Khiva is the third of the “big three” historical cities in Uzbekistan. Further west than Bukhara and Samarkand, it was an isolated emirate until 1873, when the Russians “accepted” the khan’s pledge of obediance. The khans stayed around as Russian subalterns until 1920, when the Bolsheviks finally evicted them. No one mourned the khan’s departure, since he was every bit as ruthless and arbitrary as the rest of the Central Asian rulers.
Unlike the other two cities, Khiva is almost perfectly preserved. It is newer than the others, with many of its buildings dating from the 17th to 19th centuries, and the Russians took over without having to lob shells at the inner city. And during the Soviet period, it was preserved and restored while its residents moved to proletarian housing. As a result, Khiva has the feeling of a completely preserved medieval city, even if the museum-like atmosphere reeks of formaldehyde.
The largest minaret was actually completed only in 1910. From the top, one can see the vaults of the stone markets and madrassas, as well as one of the khan’s palaces. At 57 meters (190 feet), it is only slightly shorter than the minaret in Konye Urgench, but almost 1000 years newer.
Khiva was surrounded by two layers of walls. Gates allowed traffic from each of the four directions, and the east gate provided extra niches for displaying slaves for sale, one of Khiva’s specialties. Graves are stacked on top of each other in front of one corner of the inner wall.

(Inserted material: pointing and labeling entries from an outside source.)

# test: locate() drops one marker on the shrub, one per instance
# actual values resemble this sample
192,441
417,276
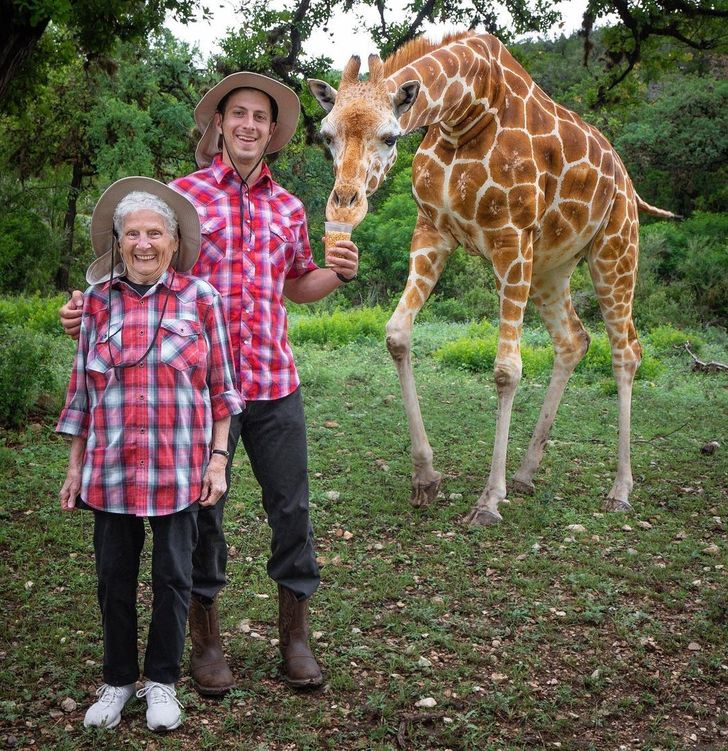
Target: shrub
26,252
34,370
340,327
663,340
34,313
478,351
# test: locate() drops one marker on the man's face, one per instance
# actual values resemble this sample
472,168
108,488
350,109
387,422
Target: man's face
246,127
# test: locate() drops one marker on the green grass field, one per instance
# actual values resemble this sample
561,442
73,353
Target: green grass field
533,634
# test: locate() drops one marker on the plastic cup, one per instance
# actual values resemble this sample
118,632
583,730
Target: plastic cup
333,232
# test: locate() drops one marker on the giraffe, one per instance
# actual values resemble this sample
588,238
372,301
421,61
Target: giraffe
511,176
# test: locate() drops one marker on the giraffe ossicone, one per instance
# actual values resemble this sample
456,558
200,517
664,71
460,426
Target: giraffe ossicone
510,175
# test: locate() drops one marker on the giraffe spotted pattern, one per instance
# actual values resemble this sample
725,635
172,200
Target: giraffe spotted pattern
512,176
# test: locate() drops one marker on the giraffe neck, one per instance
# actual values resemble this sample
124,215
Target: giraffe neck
458,90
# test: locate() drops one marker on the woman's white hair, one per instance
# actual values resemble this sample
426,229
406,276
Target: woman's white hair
139,200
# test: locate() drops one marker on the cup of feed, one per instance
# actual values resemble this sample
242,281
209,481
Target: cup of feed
333,232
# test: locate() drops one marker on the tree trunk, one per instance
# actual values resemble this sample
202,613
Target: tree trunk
69,225
18,38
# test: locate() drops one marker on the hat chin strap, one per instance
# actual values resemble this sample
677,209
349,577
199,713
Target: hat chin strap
254,167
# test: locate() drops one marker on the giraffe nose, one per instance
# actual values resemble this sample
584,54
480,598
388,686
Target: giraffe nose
345,197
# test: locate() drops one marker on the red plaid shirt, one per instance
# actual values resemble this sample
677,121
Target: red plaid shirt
249,269
148,427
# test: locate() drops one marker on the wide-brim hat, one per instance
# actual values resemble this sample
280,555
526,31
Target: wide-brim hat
102,226
289,109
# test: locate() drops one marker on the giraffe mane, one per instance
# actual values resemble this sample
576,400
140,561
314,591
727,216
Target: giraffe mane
418,47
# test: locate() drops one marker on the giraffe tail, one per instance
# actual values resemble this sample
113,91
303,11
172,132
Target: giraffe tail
650,209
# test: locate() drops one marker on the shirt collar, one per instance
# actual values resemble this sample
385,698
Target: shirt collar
169,279
223,172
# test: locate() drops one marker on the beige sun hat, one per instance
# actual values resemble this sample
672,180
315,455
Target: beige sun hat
102,226
289,109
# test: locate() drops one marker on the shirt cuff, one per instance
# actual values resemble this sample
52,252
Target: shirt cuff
73,422
226,404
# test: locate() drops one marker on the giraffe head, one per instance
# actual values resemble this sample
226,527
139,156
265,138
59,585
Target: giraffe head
361,131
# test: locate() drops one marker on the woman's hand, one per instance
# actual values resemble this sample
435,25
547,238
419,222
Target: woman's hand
213,483
70,314
70,489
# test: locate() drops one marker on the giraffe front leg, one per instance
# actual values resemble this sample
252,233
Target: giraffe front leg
427,259
512,262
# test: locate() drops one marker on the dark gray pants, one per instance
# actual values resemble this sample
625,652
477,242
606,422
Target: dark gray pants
274,435
118,543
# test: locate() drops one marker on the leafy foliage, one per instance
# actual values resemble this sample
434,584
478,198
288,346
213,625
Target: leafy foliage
30,377
26,252
340,327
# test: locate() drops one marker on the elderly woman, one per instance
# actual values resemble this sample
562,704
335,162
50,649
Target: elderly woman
148,406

The khans loved to build palaces. The oldest is the Khuna Ark, with parts dating back to the fifth century. But most of it was modern, with large covered iwans for the khan to sit in the shade and dispense whatever he considered to be justice.
By the middle of the nineteenth century, the khans were tired of living in their ancestral digs, and almost every one built a new palace. They also built a summer palace on the edge of town. Each palace of course had its own harem sealed off from all male visitors except the khan. It must have been a pretty boring place for the ladies, who had nothing better to do than look at the painted ceilings.